By all accounts, the Crossing Border festival was a cracker. And, although I never got to see any of the artists that I was excited about, I am healthy now. I do sometimes miss my parasite though. We had good times, bad times and finally, I had to put an end to our relationship. Big pills six times a day for a week.

Prologue
10-11-10

There are, generally speaking, two types of festival, one is a celebration of music and one a celebration of literature. The music ones are where you might warm your hands by a pyre of burning Portaloos (Leeds Festival, 1998; dancing next to police in riot gear) or discover the truth about mathematical structures in the natural world (Aphex Twin, Reading Festival, 1999.) The literary ones are where you’re more likely to see your favourite writer (who will go unnamed, Hay-on-Wye Literary Festival, 2002) so drunk that he had fallen asleep with his head on the bar or listen to your favourite poet (also, unnamed, Hay-on-Wye, 2002) mumble his way through your favourite poems. Now, I put it like that – they don’t seem so different. Both types of festivals take you outside of your ordinary experience.

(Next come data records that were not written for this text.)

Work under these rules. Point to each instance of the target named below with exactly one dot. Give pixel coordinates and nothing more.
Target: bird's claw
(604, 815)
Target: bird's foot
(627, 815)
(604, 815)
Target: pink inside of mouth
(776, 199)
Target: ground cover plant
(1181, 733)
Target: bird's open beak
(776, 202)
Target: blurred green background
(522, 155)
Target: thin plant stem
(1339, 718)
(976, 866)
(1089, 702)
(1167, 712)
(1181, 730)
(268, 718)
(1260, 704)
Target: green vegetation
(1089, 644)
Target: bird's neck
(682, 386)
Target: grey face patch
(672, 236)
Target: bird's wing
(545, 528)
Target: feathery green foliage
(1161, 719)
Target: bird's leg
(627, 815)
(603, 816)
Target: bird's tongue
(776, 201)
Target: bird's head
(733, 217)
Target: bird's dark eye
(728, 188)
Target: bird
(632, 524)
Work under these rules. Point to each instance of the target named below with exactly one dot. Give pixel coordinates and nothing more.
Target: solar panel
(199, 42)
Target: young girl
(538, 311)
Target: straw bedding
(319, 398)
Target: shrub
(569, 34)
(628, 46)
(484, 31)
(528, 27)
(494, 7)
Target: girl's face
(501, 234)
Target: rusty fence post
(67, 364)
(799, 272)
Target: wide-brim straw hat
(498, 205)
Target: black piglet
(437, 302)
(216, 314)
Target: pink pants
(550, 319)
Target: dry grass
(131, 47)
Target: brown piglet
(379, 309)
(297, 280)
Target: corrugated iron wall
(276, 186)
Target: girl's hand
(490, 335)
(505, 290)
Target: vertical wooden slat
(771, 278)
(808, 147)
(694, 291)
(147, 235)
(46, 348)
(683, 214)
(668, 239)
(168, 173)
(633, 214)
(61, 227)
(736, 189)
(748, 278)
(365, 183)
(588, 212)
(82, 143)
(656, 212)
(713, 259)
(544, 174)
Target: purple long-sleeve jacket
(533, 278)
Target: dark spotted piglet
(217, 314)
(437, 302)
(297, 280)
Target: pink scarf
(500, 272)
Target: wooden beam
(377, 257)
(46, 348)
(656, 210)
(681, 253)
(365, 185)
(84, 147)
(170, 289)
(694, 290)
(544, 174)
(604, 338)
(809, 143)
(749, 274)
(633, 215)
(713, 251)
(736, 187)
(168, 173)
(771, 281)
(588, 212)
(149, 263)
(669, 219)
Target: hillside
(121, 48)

So it’s a damn fine idea that Crossing Borders brings music and writing together. There’s a wonderful festival in Laugharne, in Wales, at a small village where Dylan Thomas had his writing “shed” that, for me, epitomises the potential of bringing together words and music. Most of the readings and performances take place in and around the three pubs in the town. There’s no way of predicting whether the person you’ll go shoulder to shoulder with at the urinals is DBC Pierre, a member of The Clash or Laugharne Rugby Club’s star winger. It’s total equality. It’s total chaos. And all the better for that.

At the Latitude Festival, in Suffolk in the east of England, there’s a more genteel approach. The music stages are at one end of the field, and the arts and literature are at the other end. I remember watching Patti Smith read in the poetry tent (with hundreds of people all packed in to listen) and then going up the hill to watch her sing songs in the cavernous, and packed, music arena.

There’s lots of things I’m excited about, when I look at the Crossing Borders line-up. John Cooper Clarke, punk poet and godfather of stand-up poetry. Edwyn Collins, a wonderful musician whose electrifying recent performances would be astonishing, regardless of his remarkable recovery from a brain hemorrhage. There’s David Vann, whose Legend of a Suicide, was one of my favourite books of this year. There’s Jamie Lidell who sings so soulfully, with such virtuosity and Motown authenticity, it’s hard to believe that he’s a nerdy white boy who started out on the electronica scene. Then there’s Roddy Doyle – a fantastic novelist but, to my mind, an even better short story writer. I can’t wait to see him.

Now I’m excited.

Having spent the last few years as part of performance poetry collective, Aisle 16, I have moved from casual festival-goer to hardcore, ten-festivals-a-summer, stalwart of wellies and warm beer. I can put up a tent in under five minutes. I know the value of waterproof trousers. I can weave through a packed crowd with both politeness and speed. But, the really good news is that – at Crossing Borders – we’ll be staying in a hotel. I shan’t be waking up, caked in my own sweat, shriveled by dehydration, gasping for air with the sun burning through the cover sheet. That’s worth celebrating.